Darm bat er Friedrich und alle Anwesenden, das Gemach zu
verlassen, schloß dieses ab und überreichte den Schlüssel
dem Herzog, auf welchen die Ruhe und Kaltblütigkeit des
Alchymisten großen Eindruck machte. Er wandelte mit ihm
einige Zeit im Garten auf und ab, bis Honauer ihn erinnerte,
daß jetzt die Verwandlung vorgegangen sein werde. Der
Herzog selbst schloß die Türe wieder auf und trat rasch zum
Tiegel, aus welchem ihm ein Stückchen Gold entgegenglänzte,
Keppler mußte es sogleich prüfen und versicherte, daß es
vom reinsten Gehalt sei. Friedrich war hocherfreut; »Ihr dürft
mich sobald nicht verlassen, Herr von Grabenschütz«, sprach
er, »es soll Euch bei mir gewiß so gut gefallen, als in
Spanien! Ihr seid von jetzt an mein Gast und was Ihr wünscht
oder begehrt, sollt Ihr erhalten.« Der schlaue Goldmacher
machte anfangs einige Schwierigkeiten, entsprach jedoch
zuletzt des Herzogs Wunsche, welcher nun sogleich einigen im
Schloß wohnenden Räten und adeligen Dienern auszuziehen
befahl, damit Honauer ja eine recht stattliche Wohnung
erhalte.
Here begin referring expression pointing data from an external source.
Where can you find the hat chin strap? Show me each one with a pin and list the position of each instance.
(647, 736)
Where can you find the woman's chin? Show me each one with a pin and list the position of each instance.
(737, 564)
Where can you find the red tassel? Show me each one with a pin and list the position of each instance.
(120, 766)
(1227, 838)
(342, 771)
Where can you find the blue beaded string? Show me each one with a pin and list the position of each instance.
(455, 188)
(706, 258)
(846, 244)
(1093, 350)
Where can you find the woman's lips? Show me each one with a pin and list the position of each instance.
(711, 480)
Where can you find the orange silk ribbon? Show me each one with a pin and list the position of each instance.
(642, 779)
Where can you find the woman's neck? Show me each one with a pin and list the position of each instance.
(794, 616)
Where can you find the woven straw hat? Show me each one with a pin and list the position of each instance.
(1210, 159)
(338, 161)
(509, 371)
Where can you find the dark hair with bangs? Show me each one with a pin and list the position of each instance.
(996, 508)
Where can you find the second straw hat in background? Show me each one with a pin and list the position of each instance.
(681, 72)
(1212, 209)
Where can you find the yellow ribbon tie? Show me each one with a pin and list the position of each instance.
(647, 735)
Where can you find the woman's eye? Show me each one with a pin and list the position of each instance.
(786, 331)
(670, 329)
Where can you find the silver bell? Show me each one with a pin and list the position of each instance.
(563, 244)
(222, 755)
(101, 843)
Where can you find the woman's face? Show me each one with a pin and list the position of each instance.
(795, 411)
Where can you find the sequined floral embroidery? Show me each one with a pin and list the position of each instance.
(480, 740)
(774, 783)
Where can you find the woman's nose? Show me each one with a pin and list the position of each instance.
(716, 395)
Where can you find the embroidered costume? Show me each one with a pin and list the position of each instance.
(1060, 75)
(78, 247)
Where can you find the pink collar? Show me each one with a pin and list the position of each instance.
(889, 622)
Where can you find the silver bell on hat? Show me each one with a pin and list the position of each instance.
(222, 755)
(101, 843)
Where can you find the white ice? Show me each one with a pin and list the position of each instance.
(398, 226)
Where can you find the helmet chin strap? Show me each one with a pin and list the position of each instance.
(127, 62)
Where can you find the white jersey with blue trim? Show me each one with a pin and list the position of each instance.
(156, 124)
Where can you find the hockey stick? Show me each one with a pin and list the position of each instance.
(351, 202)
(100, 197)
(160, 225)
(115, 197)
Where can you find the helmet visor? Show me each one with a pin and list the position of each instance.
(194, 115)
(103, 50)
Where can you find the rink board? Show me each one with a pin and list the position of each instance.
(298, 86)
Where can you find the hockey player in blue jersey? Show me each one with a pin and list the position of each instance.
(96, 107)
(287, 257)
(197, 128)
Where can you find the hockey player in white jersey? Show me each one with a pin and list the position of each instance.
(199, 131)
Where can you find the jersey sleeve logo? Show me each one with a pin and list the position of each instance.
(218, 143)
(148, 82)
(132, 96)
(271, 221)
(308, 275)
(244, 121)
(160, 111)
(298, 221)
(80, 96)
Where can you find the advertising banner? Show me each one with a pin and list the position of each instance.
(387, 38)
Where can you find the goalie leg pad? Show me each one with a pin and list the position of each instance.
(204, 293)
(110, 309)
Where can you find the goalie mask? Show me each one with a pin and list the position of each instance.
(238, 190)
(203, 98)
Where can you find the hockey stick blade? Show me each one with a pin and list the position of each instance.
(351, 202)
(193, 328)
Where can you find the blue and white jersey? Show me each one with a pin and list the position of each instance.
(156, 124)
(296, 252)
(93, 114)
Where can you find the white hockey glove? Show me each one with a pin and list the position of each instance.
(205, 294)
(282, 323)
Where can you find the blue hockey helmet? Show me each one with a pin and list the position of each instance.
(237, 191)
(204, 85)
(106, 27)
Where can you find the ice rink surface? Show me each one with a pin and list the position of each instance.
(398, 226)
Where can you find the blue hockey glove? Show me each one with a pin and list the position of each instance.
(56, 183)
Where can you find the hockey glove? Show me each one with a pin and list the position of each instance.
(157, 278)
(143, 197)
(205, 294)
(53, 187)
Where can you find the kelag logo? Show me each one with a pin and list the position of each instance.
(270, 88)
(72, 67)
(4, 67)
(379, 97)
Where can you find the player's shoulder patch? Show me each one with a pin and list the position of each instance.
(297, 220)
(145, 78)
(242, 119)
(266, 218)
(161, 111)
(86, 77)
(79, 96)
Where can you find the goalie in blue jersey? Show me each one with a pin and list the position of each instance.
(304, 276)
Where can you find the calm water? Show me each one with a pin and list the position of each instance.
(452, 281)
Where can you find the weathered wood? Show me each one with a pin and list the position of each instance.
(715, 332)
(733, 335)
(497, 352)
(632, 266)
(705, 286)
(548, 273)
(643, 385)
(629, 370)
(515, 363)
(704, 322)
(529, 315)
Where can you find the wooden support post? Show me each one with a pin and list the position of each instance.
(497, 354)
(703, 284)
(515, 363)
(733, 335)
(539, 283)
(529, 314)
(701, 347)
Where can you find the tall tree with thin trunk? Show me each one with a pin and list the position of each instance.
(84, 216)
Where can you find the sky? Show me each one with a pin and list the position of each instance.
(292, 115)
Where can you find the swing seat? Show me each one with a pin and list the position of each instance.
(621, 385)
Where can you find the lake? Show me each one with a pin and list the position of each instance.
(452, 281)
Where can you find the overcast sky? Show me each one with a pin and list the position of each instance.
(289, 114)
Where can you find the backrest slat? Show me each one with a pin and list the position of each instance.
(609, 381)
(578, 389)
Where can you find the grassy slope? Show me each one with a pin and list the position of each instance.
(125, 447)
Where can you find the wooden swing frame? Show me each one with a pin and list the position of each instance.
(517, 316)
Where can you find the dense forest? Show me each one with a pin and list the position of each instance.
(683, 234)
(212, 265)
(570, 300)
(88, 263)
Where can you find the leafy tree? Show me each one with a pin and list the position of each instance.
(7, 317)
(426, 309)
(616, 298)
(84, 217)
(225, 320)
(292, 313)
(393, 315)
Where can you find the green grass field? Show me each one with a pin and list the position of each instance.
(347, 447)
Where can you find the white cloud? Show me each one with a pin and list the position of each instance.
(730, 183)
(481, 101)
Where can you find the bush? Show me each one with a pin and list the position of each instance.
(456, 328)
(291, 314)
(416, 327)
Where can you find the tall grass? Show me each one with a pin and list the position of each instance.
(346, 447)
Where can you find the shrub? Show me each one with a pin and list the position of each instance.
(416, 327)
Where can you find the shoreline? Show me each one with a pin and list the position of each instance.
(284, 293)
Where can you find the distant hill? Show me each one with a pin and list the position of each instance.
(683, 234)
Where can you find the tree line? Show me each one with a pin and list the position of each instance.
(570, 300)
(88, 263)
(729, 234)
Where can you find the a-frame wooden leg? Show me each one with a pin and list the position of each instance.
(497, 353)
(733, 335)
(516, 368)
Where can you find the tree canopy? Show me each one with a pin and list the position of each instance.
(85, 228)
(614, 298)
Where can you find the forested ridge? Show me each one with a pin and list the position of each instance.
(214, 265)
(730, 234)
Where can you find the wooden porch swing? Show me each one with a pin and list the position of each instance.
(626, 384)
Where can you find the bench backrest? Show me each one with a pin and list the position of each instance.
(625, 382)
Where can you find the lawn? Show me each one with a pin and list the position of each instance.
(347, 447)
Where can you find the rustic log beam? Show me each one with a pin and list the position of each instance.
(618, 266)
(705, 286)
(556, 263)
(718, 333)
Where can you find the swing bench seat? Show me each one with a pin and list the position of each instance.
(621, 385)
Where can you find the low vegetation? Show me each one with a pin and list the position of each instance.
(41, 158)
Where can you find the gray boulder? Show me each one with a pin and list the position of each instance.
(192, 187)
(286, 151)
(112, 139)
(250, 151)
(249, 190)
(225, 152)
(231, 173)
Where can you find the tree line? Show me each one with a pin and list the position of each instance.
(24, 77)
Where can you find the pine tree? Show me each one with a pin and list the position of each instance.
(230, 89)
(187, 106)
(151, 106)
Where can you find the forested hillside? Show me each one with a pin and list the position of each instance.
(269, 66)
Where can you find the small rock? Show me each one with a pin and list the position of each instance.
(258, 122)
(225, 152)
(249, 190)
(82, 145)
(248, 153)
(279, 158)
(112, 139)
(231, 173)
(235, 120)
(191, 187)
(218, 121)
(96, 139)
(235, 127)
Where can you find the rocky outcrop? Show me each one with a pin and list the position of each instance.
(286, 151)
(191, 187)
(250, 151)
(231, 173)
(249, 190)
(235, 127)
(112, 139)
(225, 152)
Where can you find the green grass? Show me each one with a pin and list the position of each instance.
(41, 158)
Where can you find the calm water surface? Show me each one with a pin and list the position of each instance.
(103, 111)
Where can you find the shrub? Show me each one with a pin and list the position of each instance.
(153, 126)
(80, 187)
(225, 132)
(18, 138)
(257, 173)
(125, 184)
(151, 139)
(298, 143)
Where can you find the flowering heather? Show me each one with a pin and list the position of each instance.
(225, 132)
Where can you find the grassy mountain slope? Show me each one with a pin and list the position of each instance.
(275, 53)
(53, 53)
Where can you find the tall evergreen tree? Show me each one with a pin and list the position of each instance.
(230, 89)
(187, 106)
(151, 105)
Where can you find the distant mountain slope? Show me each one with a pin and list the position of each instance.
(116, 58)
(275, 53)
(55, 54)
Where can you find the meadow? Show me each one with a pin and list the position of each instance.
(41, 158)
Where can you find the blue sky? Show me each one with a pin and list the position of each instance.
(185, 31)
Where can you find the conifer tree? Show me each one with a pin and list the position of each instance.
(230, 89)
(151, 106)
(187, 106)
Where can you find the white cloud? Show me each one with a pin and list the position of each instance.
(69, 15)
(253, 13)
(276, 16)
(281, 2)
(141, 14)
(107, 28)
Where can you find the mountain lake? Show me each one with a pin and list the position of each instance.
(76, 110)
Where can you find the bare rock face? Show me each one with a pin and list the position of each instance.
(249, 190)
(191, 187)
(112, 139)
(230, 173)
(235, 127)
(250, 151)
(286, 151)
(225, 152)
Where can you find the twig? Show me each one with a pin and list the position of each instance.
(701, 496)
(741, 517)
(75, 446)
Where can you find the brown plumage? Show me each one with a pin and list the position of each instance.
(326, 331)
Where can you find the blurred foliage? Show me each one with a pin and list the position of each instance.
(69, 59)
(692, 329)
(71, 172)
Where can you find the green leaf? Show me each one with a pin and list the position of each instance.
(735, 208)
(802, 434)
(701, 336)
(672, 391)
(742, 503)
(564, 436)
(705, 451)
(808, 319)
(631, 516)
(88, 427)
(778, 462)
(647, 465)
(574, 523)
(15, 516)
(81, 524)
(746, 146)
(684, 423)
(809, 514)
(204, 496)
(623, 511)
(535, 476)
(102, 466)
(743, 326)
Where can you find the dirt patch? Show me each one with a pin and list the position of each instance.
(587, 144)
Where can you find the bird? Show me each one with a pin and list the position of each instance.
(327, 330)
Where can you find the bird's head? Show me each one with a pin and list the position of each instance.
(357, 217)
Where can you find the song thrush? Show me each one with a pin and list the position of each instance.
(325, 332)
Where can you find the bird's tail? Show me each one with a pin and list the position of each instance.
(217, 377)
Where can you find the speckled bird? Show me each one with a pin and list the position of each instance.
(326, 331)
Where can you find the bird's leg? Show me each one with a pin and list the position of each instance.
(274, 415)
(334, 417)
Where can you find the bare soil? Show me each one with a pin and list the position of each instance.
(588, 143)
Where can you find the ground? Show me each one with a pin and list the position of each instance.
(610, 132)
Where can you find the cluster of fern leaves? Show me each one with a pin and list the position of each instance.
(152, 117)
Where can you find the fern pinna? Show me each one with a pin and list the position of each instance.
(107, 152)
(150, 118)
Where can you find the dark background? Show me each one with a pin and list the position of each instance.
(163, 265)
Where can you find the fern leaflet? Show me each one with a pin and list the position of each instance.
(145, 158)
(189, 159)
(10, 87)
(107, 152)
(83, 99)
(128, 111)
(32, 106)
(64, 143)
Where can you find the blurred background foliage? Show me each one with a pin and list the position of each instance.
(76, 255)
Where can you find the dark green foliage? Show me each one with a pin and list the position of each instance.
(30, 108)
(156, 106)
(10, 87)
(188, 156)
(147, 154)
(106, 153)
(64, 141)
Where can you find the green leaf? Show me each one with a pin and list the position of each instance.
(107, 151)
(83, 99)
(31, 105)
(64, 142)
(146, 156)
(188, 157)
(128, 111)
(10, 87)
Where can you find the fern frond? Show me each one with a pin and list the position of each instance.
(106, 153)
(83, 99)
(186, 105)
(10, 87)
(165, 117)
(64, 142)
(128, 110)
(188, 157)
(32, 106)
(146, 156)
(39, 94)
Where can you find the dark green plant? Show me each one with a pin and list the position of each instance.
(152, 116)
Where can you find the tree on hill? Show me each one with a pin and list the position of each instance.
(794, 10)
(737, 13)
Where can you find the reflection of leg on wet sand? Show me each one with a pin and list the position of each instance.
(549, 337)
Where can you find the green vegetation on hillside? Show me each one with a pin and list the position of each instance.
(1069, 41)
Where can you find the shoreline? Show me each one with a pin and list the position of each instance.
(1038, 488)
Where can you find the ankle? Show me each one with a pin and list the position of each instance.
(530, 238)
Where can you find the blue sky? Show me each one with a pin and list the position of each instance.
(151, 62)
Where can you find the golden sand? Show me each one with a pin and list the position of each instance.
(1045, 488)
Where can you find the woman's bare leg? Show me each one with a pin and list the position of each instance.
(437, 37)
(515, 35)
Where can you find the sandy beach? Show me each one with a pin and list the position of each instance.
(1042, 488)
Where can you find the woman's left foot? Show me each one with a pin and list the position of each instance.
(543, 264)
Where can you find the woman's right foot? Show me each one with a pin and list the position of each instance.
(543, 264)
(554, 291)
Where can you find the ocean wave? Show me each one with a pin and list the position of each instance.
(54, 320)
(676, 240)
Auch stellte er ihm für sich und alle die Seinigen
einen Schirm- und Freibrief aus, schloß mit ihm einen
Vertrag, daß beide Verlust und Gewinn gleich teilen wollen
und gebot Keppler, alles nötige herbeizuschaffen, sonst aber
sich nicht in des Alchymisten Sache zu mischen.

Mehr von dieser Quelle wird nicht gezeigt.